[Discussion] Let's speak theory. Exploring the Potential of Collaborative Training?

paryska99@alien.top · 10 months ago

[Discussion] Let's speak theory. Exploring the Potential of Collaborative Training?

synthphreak@alien.top · 10 months ago

Naively averaging weights of models trained on disjoint datasets won’t work for LLMs or 1+ hidden layer DNNs

Why would simply aggregating the weights like this categorically fail to produce a reasonable model? Assuming of course that the datasets are all “the same” in some meaningful sense (e.g., equally representative of the same underlying X→Y mappings).

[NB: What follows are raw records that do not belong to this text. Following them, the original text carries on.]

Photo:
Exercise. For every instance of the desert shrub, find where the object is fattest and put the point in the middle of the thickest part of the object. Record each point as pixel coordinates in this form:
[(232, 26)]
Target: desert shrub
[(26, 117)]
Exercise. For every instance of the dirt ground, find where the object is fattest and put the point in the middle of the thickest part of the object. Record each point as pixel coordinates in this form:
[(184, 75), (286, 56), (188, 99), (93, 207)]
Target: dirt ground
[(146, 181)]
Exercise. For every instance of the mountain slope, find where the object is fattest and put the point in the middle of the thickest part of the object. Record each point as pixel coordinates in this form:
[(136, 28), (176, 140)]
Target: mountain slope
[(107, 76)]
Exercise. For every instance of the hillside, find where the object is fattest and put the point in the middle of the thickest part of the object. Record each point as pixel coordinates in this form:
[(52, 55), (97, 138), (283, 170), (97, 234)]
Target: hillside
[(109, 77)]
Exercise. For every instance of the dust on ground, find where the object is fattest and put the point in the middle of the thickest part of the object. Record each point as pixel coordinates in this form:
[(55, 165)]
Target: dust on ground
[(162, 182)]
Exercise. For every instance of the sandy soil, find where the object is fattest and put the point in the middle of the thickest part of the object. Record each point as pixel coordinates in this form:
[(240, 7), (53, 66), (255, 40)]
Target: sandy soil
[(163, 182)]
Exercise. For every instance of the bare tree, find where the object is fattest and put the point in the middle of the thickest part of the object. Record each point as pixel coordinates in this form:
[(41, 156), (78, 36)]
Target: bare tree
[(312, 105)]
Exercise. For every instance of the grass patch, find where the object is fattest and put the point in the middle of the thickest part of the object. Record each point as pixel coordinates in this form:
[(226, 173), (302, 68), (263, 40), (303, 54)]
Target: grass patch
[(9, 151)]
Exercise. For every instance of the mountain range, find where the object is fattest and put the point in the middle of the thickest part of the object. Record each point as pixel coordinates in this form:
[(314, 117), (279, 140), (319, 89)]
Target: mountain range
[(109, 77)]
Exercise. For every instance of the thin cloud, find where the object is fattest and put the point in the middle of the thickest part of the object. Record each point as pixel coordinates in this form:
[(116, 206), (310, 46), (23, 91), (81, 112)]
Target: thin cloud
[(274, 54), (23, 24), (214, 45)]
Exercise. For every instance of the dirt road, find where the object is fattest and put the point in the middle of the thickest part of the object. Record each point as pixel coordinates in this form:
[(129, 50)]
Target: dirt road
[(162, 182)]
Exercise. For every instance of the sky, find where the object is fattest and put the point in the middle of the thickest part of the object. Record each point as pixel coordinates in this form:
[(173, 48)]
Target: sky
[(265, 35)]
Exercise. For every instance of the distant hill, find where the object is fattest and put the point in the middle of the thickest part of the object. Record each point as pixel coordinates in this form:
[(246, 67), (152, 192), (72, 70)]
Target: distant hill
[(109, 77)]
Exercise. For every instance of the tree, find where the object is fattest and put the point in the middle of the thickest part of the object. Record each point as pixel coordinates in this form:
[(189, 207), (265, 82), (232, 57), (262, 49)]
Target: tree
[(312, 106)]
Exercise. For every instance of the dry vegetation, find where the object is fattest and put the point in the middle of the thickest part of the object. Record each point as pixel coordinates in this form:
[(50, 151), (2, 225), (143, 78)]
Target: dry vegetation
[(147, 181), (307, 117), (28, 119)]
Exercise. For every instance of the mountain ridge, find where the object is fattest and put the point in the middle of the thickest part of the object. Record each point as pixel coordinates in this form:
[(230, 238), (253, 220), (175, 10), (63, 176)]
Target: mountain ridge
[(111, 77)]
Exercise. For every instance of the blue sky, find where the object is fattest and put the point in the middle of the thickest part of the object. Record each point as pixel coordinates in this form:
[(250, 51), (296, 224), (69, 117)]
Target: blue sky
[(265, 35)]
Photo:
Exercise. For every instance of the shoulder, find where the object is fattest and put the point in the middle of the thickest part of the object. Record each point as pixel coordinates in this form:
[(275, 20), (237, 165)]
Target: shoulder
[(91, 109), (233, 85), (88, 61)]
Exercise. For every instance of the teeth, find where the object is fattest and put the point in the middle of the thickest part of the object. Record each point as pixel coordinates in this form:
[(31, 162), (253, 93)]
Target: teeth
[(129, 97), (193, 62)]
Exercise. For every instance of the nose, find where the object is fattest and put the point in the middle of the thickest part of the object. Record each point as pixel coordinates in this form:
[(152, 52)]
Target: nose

ohmygad45@alien.top · 10 months ago

Here’s a simple intuition as to why averaging the weights of a 1+ hidden layer NN won’t work: pick a hidden layer in your model and apply a permutation matrix to its weights (along the input axis) and the inverse permutation matrix to the previous layer (along the output axis). Obviously the model is unchanged (from an input/output perspective). Repeat that N times (where N is the input dimension of the hidden layer you picked). You now have N models that are identical from an input output perspective. If you average those model weights, your hidden layer will output a constant because all its weights will be identical. This averaged weights model is obviously completely broken even though it’s the average of N “identical” (from an input / output perspective) model. QED.

synthphreak@alien.top · 10 months ago

Interesting. I love a good thought experiment :)

But what about the idea of bagging? As in aggregating multiple models together that have all been trained on different examples, and thus learned different things. Why is that not subject to similar criticism?